Sandy opened her mouth to reprimand her and remind her of the virtue of temperance, but she stayed herself. 'That's Cary's job,' she reminded herself.
In the back of the honky-tonk, in a room that officially didn't exist, Sandy knocked and heard Cary's voice bid her to enter, and did so.
In a room lit only by a candle, Cary, the leader of the gang, sat up in bed, disheveled, shiny with sweat, but with the light, happy expression of afterglow.
To that, she owed Jasper, the man who lay next to her. Tall and muscular but with a gentle, measured manner, possessed of a kind of blunt, honest-looking handsomeness, he looked back at her through mild brown eyes and a head of sensuous, wavy brown hair. He looked at ease, but he did not smile. Jasper very rarely smiled.
The gang had found Jasper at a low point, having lost his job as a farmhand, alone and vulnerable. They had taken him in and given him protection, and in exchange, he used his fingers and his tongue to please them. Someday, when they could afford it, the women of the gang would avail themselves of him to have children and start families, but that day was still in the future.
"Sandy," said Cary lazily. "Did you find what we need?"
Sandy reached into her pocket and pulled out a glass phial stopped with a cork. "The general store let it go without much of a haggle," she said. "Now will you tell me what you want it for? And why were you wantin' the phial to come with a cork?"
Cary grinned, picked up a newspaper from the nightstand and threw it to the foot of the bed. "If you will, read the story on the front page, second from the rightmost."
Inwardly, Sandy's hopes fell. This had the smell of another harebrained rags-to-riches scheme, which was Cary's specialty.
In between a yarn about disappearing cattle and rumors of war between the railroad companies, a headline on the front page announced that 'samples' had gone up in value. The article was mealy-mouthed in the way that suggested an unmentionable subject matter. Then it mentioned the disease in the swamps, and suddenly Sandy realized what she was reading. She flushed.

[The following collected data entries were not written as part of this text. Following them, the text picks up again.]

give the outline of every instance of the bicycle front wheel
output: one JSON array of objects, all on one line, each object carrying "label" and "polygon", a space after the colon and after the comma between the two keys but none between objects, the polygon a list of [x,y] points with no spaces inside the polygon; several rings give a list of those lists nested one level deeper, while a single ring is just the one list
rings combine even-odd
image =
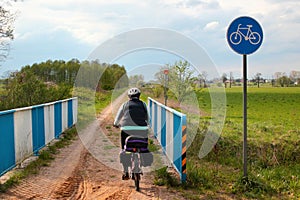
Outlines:
[{"label": "bicycle front wheel", "polygon": [[229,39],[232,44],[237,45],[237,44],[241,43],[242,36],[238,32],[233,32],[233,33],[231,33]]}]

"Yes," said Cary, easing herself out of bed. "This will make us rich, Sandy. I have a keen eye for these things. I had a word with the local doctor, and she said we will earn extra if you can fill that phial more than halfway. You did tell me, didn't you, that as a child you milked cows?"
Sandy flushed deeper.
Cary smiled. "This will be identical. Good luck." With that, she pulled on her clothes and trotted out of the room.
As soon as Cary shut the door, Jasper said, "You are welcome onto the bed if only you'll explain to me what's gotten into her."
"Cary ain't told you?"
Jasper shook his head sadly. Being illiterate, he had to rely on the women for his news.

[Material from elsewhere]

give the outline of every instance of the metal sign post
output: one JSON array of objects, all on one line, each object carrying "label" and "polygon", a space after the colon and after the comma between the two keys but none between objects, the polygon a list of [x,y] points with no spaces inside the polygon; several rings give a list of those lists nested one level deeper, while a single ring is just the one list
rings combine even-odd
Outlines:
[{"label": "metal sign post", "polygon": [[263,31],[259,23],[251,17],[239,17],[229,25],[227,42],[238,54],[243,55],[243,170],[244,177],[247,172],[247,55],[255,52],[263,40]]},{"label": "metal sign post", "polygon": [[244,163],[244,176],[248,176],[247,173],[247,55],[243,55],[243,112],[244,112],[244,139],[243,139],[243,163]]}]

"Well..." Sandy eased herself into the bed and tried to think how to say it. In a way, it was absurd that she was nervous; she had stripped Jasper stark naked before, and she had enjoyed his tongue more times than she could count, and yet this embarrassed her. But when a man asks a question, a lady explains herself, so Sandy explained, "You're familiar with the New Logton swamps, isn't that right?"
"Of course," he said.
"Well, the infants there've suffered a wave of disease. And the swamp-dwellers, they're a superstitious bunch, so they've decided that the fault is in the seed of their men. So as they can have healthy babies, they say they need seed from men who've never lived in a swamp."

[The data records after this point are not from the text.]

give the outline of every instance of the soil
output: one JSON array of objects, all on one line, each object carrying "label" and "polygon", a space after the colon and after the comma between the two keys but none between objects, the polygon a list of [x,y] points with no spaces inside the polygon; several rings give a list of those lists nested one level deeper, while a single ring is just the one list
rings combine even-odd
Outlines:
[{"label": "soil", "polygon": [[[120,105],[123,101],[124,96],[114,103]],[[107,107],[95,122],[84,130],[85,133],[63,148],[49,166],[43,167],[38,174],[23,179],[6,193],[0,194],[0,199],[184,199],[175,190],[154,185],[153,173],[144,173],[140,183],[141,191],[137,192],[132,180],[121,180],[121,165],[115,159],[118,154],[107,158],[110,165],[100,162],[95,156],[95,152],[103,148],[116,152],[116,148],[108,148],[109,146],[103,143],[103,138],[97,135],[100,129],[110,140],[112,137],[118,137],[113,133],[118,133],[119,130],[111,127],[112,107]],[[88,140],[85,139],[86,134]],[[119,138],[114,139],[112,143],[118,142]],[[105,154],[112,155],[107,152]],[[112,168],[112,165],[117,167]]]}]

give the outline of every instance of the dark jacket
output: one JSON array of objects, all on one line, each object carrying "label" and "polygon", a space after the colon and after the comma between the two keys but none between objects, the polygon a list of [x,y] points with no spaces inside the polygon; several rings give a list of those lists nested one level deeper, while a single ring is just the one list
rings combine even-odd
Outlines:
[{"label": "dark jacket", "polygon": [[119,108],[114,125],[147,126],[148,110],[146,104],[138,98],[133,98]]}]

"Oh..." Jasper covered his mouth with his palm as he began to understand.
"Maybe you've heard, thanks to new-fangled things the doctors've come up with, it's now possible to..." she shied at the word. "...extract... a man's seed, preserve it and ship it out of town without losing its potency. And the swamp-dwellers are offering good money for 'clean' seed." Sandy held up the phial she had bought. "I guess Cary wants me to do the extracting." She pictured it in her mind's eye, and she felt heat prickle beneath the pit of her stomach. She tried not to show it. "How are you feeling about this?"
Jasper finally took his hand away, and to her surprise, his mouth curled into a guarded, naughty smile. "Today's my lucky day. You have my permission."